Tailored and continuous nutritional management throughout the disease course is crucial for patients with cancer. However, traditional clinical care faces several barriers to implementing nutritional management, including time consumption, poor patient compliance, and high rates of follow-up loss [8,9]. The newly developed ePROM facilitates real-time PRO data collection, monitoring, and personalized feedback, thereby offering a promising solution for improving the effectiveness of nutritional management [12,13,15,16]. Our research team has previously developed an ePROM specifically designed to provide nutritional management to patients with cancer. The use of our platform is flexible, free, and convenient to ensure the continuity and personalization of nutritional management, as well as to reduce the workload of health care teams. As with traditional nutritional interventions, the success of this approach depends largely on patient adherence. In this study, fewer than 40% of patients consistently completed ePROM journals beyond one month, with adherence declining significantly over time.
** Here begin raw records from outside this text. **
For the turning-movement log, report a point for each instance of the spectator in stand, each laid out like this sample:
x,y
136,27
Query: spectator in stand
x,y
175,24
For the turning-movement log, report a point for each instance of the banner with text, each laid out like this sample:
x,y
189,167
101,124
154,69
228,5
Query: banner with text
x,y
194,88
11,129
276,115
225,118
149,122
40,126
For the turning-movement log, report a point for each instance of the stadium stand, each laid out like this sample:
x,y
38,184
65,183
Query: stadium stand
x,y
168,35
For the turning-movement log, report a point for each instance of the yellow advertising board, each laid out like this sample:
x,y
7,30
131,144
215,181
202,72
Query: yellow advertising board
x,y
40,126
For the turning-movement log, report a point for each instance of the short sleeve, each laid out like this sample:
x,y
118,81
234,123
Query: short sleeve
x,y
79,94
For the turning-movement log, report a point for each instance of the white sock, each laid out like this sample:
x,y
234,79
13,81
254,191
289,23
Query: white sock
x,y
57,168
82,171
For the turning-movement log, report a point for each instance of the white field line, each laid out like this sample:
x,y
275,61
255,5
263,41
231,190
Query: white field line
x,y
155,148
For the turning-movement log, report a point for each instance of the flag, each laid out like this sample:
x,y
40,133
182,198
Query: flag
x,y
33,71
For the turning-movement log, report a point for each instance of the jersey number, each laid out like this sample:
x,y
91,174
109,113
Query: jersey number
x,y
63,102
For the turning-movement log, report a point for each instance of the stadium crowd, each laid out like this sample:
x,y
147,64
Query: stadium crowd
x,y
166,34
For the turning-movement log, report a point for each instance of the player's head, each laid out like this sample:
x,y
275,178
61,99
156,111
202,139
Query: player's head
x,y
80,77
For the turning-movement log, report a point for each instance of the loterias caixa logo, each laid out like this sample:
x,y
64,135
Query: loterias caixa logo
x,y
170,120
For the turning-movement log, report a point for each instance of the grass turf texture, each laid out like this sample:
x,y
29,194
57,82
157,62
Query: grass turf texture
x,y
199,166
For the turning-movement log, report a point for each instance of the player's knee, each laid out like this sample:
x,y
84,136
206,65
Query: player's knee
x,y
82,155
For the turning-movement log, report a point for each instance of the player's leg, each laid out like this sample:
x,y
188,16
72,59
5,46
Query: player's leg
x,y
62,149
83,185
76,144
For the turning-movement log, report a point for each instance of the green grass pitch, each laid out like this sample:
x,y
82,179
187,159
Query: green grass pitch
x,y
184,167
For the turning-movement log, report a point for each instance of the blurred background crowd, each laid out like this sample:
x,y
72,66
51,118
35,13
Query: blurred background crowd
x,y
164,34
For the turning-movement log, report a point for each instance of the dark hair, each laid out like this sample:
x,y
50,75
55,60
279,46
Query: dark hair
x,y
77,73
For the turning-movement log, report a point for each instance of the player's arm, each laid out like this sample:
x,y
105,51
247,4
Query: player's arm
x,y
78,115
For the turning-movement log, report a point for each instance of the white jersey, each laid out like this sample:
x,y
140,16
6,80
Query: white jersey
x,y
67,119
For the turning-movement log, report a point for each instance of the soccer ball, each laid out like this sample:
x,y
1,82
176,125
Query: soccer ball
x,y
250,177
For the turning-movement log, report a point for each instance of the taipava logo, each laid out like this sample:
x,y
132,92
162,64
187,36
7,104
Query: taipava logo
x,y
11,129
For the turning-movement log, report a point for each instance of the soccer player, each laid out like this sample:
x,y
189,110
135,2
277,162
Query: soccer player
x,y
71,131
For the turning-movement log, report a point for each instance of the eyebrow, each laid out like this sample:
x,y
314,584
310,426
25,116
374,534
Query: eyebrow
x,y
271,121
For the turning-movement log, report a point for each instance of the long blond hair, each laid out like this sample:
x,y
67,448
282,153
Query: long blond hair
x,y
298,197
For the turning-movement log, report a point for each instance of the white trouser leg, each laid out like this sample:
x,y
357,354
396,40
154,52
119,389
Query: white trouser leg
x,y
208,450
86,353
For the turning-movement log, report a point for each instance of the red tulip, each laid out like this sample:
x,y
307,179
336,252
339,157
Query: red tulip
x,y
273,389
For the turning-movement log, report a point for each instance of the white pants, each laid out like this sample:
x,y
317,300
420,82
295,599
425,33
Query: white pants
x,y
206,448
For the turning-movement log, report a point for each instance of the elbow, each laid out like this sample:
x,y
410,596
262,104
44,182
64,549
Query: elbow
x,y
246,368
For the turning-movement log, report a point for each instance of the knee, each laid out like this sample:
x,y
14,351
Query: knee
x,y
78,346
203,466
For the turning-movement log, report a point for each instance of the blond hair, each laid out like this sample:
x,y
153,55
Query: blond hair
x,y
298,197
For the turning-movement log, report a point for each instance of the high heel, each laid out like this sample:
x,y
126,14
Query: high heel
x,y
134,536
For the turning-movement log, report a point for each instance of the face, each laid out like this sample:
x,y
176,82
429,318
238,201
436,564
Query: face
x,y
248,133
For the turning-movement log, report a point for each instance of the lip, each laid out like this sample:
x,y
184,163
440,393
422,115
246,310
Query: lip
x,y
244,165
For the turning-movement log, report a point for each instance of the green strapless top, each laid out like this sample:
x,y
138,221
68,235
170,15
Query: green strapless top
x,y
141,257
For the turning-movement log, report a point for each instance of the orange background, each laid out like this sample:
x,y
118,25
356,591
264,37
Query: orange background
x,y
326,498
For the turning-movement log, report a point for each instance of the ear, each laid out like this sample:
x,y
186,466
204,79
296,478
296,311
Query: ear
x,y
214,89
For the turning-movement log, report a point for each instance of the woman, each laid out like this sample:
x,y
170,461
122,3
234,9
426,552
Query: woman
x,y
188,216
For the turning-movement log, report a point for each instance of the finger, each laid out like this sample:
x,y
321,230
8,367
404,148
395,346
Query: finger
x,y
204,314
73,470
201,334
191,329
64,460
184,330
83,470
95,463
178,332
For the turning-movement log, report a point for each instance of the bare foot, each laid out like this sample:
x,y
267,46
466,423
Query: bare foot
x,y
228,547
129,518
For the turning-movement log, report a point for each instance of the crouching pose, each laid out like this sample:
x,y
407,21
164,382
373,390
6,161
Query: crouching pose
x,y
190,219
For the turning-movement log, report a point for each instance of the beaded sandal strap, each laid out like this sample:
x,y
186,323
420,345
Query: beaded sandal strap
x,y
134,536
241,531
This trend was observed in both the adequate and inadequate EI and PI groups; however, patients in the adequate EI and PI group demonstrated significantly higher proportions of sustained ePROM use at > 1, 2, 3, and 6 months. Multivariate logistic regression analysis adjusted for potential confounders confirmed that prolonged ePROM adherence was an independent protective factor associated with adequate EI and PI. However, in relation to malnutrition risk, patients with a longer ePROM management period showed a significantly lower risk of malnutrition at the final follow-up, rather than those with higher adherence. Further studies are required to clarify whether the duration of ePROM management or the level of adherence exerts a greater influence on nutritional outcomes. Subgroup analysis revealed variations in the effects of nutritional management across different symptom groups. Therefore, to explore the intrinsic role of nutritional management via ePROM further, we performed a mediation analysis. The results demonstrated that the achievement of EI and PI goals was directly influenced by nutritional interventions via ePROM rather than by the improvement of symptoms.

Comparison to Prior Work

The ePROM adherence rates in previous clinical trials range from 65% to > 90% [19,20]. Gebert et al [21] recently reported that the adherence to ePROM follow-up assessments in patients with invasive early breast cancer and ductal carcinoma in situ was moderate, ranging from 60% to 80%. In comparison, adherence in our prospective longitudinal study was relatively low, suggesting that many patients may still lack the capacity or motivation to actively engage in the self-management of their conditions. We suspect that this may be attributed to several potential reasons: (1) the importance of continuous nutritional monitoring and its benefit for health outcomes were not sufficiently addressed to patients, which may have contributed to low motivation to maintain long-term participation [22]. (2) Although our platform included a message-alert system to remind patients to record in their journals, it may not have been sufficient to ensure consistent engagement. Evidence suggests that patients prefer automatic telephone calls or video calls because these methods help them feel more closely connected with their caregivers [23]. (3) The process of regularly filling out journals using a digital platform may have been time-consuming or burdensome for some patients, especially the elderly and those with multiple advanced conditions. In contrast to the study by Gebert et al [21], most patients in our study were in advanced disease stages, which might have led to a lower adherence rate. (4) Unlike previous studies, nutritional management demands more frequent, prolonged, and detailed self-reporting, which may pose challenges for patients in consistently completing medical journals. Therefore, it is essential to explore the optimal balance between gathering sufficient information for prescribing nutritional regimens and minimizing the patient burden.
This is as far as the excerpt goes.